Dharmandji also stressed the importance of word-of-mouth when it comes to marketing yourself. 

“It’s definitely just been a lot of making friends with specific people or someone hearing about me from a mutual friend,” she explained. “There’s this simplicity of just finding people who make music and also want to meet with you.”

Thanks to Boston’s wealth of higher education institutions, Emerson students can compensate for the college’s lack of a music production curriculum by befriending and acquainting themselves with the scene of nearby schools. Next semester, Thadhani is studying abroad with Berklee Valencia—Berklee’s international campus in Spain— in hopes of filling the current gaps in her musical knowledge. 

“They have the best music business school there, and I’m taking that opportunity,” she said. “I’m just beyond excited to be at a school like [Berklee Valencia].” 

Some students prefer to promote their music outside of the academic bubble, choosing instead to focus on getting their foot in the industry’s door on a larger scale. 

“I’m trying to do some house shows and performances away from the Emerson campus to spread my name throughout the city,” Dawson said. 

Although Emerson isn’t a music school, some students plan accordingly to link their major and musical interests. 

“The reason I came here is to get my marketing communications degree at an art school. I’d be able to get my degree while still being able to make music,” Thadhani said. “I can write, I can sing, I can produce, and I can market myself. At the end of the day, I’m not paying royalties to somebody else.” 

It’s not only the musicians that make up the culture on campus. Music fanatics among the student body come together to contribute to Emerson’s lively and welcoming music scene. 

“I love the people at Emerson because they’re all so supportive,” Dawson said. “There’s times when I’ll see some people I’ve hardly had conversations with and they’ll be like, ‘I love your music,’ and it’s a great feeling. There’s [also] a bunch of open mic nights and different opportunities to perform so being able to take advantage of them is major.”

Emerson doesn’t offer an illustrious music program, but those that are committed to making the most of their musical talents can still have doors opened to meaningful experiences and opportunities without the added stress of having to submit their next single or composition for a grade. 

Many of the musicians at Emerson focus on the fun and expression that comes with making and performing music rather than being well-known. 

“I’ve been able to gain some really cool connections [at Emerson], and hopefully, those will work out in the future. But I’m just having fun right now,” Dharmandji said. 

A hardworking and close-knit bunch, the students of varying areas of expertise that make up Emerson’s music culture have a knack for perseverance. Whether it’s an EP release on the first day of finals or getting a take that’s just right when you share a room with two other people, there’s no challenge an Emerson musician hasn’t faced. 
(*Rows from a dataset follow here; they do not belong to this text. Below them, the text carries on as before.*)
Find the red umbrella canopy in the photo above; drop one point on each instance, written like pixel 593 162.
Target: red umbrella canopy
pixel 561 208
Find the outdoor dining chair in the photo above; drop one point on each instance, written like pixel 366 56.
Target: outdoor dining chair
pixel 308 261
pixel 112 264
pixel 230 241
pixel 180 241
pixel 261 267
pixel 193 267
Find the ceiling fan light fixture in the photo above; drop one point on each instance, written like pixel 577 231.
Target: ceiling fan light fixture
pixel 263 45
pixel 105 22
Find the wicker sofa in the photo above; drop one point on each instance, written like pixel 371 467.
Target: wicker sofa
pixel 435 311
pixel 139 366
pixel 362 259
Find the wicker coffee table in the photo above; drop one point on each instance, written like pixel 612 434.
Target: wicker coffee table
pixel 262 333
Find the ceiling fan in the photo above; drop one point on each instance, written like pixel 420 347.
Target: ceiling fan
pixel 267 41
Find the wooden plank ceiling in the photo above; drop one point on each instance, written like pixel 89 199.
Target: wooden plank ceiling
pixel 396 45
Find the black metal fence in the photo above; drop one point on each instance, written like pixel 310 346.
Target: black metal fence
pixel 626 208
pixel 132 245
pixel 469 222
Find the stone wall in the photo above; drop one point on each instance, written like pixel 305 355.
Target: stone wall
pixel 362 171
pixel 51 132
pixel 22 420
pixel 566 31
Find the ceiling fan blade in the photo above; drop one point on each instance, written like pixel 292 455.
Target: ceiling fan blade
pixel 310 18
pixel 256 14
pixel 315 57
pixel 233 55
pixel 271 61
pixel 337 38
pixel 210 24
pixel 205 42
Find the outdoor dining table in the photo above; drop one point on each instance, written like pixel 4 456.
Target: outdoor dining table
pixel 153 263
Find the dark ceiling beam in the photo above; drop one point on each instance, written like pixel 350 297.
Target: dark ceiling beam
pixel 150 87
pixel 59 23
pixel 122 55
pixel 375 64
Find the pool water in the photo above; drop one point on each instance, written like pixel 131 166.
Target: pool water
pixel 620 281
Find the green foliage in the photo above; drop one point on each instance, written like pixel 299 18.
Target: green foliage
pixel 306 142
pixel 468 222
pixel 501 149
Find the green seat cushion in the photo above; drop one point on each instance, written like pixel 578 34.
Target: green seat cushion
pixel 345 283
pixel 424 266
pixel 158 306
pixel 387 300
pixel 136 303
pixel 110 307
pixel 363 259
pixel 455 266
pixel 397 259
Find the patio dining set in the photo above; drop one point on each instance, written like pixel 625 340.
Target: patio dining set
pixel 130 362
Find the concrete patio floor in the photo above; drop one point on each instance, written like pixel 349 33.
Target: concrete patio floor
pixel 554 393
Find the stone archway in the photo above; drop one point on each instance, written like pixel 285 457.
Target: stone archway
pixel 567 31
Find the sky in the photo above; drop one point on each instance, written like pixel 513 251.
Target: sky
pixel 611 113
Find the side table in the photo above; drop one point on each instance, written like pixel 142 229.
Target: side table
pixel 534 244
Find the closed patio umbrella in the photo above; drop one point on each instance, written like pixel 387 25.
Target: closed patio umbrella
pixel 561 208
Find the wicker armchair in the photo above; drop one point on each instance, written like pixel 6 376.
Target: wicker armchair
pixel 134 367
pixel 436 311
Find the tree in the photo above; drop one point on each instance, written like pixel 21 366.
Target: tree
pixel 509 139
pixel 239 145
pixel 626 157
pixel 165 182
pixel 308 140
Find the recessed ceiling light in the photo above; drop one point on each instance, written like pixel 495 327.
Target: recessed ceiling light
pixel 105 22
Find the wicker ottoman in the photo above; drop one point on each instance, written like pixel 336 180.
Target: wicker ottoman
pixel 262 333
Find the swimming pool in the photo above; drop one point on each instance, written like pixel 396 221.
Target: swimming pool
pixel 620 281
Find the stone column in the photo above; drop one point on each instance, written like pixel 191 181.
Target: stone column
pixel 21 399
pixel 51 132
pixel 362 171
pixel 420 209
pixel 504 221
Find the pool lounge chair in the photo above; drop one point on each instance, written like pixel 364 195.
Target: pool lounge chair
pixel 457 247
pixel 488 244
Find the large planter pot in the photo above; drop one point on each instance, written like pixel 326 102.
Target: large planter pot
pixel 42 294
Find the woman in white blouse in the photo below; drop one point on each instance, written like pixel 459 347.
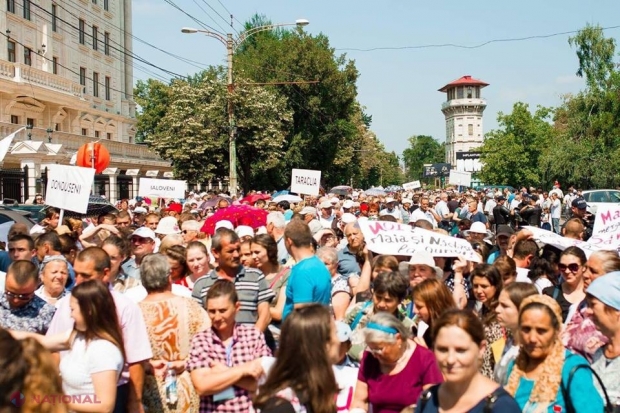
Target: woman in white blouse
pixel 92 354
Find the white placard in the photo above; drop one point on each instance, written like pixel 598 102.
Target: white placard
pixel 305 181
pixel 68 187
pixel 412 185
pixel 459 178
pixel 162 188
pixel 391 238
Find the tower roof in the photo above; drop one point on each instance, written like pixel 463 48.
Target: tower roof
pixel 464 81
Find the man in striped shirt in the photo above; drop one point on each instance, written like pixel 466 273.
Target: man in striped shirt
pixel 250 283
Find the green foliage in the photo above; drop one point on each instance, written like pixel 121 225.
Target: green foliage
pixel 510 155
pixel 422 149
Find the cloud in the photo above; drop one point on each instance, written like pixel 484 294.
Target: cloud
pixel 567 79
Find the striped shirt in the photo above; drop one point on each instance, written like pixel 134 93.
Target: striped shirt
pixel 252 289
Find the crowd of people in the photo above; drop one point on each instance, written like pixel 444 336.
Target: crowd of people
pixel 143 310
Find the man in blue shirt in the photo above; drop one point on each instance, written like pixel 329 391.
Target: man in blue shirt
pixel 310 281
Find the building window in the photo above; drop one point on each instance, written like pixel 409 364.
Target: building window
pixel 54 18
pixel 96 84
pixel 82 29
pixel 107 88
pixel 95 37
pixel 27 56
pixel 27 9
pixel 11 48
pixel 106 43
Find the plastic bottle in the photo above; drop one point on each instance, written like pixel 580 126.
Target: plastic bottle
pixel 171 385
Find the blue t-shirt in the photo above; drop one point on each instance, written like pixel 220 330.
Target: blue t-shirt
pixel 309 282
pixel 504 403
pixel 582 384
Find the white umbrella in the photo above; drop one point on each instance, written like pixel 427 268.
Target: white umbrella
pixel 290 198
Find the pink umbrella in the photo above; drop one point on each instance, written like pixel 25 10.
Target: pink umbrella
pixel 238 215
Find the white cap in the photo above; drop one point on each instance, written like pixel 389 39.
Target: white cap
pixel 244 231
pixel 167 225
pixel 224 224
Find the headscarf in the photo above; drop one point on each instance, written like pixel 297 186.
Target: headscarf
pixel 549 380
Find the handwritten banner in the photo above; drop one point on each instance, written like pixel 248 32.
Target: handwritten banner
pixel 391 238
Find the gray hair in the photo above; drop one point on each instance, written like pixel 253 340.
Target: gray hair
pixel 328 254
pixel 387 321
pixel 155 273
pixel 277 219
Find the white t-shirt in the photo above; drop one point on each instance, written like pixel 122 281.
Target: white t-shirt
pixel 556 209
pixel 85 359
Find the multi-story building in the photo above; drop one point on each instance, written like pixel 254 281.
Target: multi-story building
pixel 66 74
pixel 463 111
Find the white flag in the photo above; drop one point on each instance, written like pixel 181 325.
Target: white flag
pixel 6 143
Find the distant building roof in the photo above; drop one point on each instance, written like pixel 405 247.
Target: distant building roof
pixel 464 81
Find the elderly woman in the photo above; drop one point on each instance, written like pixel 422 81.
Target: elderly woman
pixel 603 296
pixel 545 377
pixel 54 273
pixel 341 293
pixel 171 322
pixel 394 370
pixel 390 288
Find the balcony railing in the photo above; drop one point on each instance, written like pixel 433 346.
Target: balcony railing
pixel 119 151
pixel 19 72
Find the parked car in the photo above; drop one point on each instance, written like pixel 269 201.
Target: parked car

It may be because of this supportive community that more students have been flocking to the music scene at Emerson over time, according to students. Those familiar with the ins and outs of Emerson’s somewhat-underground music scene seem to agree there’s been a notable influx in the number of people actively participating in the culture. 

“We’re navigating uncharted waters, but we’re also kind of making history for our music environment here,” Thadhani said.